With nearly all organizations running cloud applications or experimenting with Infrastructure-as-a-Service, larger enterprises remain cautious when it comes to cloud adoption and are looking for strategies for adopting cloud that incorporate varying combinations of public, private, and hybrid cloud infrastructure.
This is one of the key findings of the annual “State of the Cloud Survey” from cloud automation and control software provider RightScale. More than 1,000 organizations were surveyed, roughly a quarter of whom were companies with more than 1,000 employees.
Compared to smaller organizations that may be able to rely on a single public or private cloud to provide most of their IT needs, larger enterprises often have more complex requirements and see hybrid and multi-cloud implementations as an end goal. Among enterprise respondents, 74 percent have a multi-cloud strategy, and nearly half (48 percent) are planning for hybrid clouds.
Although more enterprises are adopting cloud solutions, only a little more than half of them have defined the business value they want to get from cloud initiatives or outlined their security policies. And even fewer enterprises have defined policies for choosing cloud services, made disaster recovery plans, or implemented cost management strategies.
This indicates that many enterprises may actually be moving forward with cloud services without necessarily being prepared.
However, the challenges of cloud security decline as cloud solutions mature and IT departments learn more about cloud security features and best practices.
Additionally, organizations are finding more benefits from being about to deploy different types of workloads in the cloud. Test and development applications are the most likely applications to be deployed on the cloud, followed by customer web apps, internal web apps, batch processing, and mobile apps.
Next-Gen IT: Cloud, DevOps, and Self-Service
According to RightScale’s report, cloud adoption is part of the next-generation corporate IT formula that includes cloud, self-service, and DevOps.
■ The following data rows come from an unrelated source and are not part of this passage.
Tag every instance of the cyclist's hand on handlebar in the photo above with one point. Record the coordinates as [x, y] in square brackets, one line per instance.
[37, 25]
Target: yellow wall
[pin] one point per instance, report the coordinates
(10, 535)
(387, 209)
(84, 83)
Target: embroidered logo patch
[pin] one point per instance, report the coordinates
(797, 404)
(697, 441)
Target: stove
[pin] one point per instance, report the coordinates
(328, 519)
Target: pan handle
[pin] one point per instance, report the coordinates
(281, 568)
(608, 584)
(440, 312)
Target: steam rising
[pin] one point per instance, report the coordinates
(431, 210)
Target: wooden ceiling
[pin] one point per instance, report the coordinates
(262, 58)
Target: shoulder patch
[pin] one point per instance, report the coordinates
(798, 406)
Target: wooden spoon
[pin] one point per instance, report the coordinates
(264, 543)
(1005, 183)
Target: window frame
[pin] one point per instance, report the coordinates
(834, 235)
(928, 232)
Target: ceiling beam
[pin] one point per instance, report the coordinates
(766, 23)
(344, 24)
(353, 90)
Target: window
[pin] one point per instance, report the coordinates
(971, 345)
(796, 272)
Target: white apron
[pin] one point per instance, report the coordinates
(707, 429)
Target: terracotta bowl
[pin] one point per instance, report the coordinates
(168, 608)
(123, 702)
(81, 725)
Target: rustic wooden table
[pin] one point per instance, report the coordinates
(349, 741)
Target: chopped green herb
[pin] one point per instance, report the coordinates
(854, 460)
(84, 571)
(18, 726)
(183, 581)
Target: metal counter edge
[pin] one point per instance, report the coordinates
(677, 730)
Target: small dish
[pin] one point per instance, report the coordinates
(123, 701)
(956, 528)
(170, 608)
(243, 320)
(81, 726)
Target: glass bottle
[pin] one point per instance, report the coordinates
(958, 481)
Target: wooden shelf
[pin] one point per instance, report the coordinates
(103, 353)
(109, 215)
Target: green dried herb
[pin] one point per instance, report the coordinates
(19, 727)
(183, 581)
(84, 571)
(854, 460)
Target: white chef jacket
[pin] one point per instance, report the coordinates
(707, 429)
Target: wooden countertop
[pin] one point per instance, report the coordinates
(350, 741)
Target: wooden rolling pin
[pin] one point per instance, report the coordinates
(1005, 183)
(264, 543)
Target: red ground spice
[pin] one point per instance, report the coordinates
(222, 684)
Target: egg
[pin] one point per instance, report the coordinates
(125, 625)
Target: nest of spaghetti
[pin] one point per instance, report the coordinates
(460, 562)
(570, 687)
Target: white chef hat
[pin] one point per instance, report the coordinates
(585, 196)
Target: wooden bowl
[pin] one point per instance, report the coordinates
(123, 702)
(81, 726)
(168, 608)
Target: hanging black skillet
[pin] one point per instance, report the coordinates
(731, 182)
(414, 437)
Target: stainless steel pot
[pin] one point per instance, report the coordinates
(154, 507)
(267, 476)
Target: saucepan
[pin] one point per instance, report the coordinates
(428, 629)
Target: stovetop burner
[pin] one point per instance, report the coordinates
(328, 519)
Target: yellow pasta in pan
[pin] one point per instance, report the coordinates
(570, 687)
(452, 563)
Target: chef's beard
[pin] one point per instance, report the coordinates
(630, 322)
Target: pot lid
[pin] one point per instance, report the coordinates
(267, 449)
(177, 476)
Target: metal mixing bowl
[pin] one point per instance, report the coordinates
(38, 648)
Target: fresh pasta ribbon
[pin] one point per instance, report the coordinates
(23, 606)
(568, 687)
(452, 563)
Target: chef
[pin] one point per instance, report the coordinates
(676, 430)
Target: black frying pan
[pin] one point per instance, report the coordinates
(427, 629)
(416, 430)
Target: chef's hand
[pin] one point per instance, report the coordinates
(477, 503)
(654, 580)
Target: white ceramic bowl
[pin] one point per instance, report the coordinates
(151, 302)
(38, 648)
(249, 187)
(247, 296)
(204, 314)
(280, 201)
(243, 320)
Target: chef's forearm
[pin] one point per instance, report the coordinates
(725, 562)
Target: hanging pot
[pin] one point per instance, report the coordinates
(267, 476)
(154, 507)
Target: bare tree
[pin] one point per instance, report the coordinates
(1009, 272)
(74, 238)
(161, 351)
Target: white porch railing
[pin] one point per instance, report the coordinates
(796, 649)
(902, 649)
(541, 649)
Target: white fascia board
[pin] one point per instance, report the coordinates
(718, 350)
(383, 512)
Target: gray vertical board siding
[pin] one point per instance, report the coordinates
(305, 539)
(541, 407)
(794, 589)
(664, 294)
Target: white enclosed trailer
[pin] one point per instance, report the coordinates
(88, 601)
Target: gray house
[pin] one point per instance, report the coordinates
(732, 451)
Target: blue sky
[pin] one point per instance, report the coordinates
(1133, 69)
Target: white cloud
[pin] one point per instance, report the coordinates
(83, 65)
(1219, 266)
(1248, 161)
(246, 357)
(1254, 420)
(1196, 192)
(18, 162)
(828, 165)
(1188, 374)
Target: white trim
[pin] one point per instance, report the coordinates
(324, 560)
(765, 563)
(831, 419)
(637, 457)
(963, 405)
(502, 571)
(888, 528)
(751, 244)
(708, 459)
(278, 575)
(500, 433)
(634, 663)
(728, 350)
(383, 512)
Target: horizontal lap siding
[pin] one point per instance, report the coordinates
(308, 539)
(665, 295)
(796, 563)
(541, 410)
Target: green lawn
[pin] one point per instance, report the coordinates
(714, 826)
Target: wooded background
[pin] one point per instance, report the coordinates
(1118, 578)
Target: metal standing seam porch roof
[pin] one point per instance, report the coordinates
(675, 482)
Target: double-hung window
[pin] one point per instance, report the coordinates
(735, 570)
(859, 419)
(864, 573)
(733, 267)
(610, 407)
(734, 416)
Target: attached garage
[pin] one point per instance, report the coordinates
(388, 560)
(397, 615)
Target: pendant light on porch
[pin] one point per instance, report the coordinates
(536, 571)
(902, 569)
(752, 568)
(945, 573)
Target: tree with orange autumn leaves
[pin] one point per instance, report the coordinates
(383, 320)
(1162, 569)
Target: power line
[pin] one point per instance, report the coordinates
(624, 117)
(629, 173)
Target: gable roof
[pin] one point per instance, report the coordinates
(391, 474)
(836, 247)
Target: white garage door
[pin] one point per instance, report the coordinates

Self-service allows end users to provision their own services and attempt to solve their own problems. DevOps is basically an approach to software development that increases collaboration between operations teams and developers.
The Public/Private Cloud Leaderboard
AWS continues to be the most popular public cloud among respondents with 54 percent of respondents currently running applications on it. The second most used cloud, Rackspace Public Cloud, was only used by 12 percent of respondents.
Public cloud adoption, however, is radically different between larger enterprises and smaller organizations. AWS remains in first place across both segments, but SMBs are more likely to use Rackspace or Google App Engine, and enterprises tend to use VMware vCHS and Azure.
Private cloud is even more competitive than last year, and IT departments still have a difficult decision to make between open-source solutions (ie. OpenStack) and proprietary solutions (ie. VMware). Compared to last year, OpenStack adoption went up while VMware vCloud Director showed declines. Still, VMware vSphere remains the most popular private cloud technology, followed by vCloud Director, Microsoft System Center, and OpenStack.
This year’s State of the Cloud Survey paints a picture of a cloud marketplace that’s gaining maturity, but IT departments are still confronted with difficult decisions about their cloud strategy.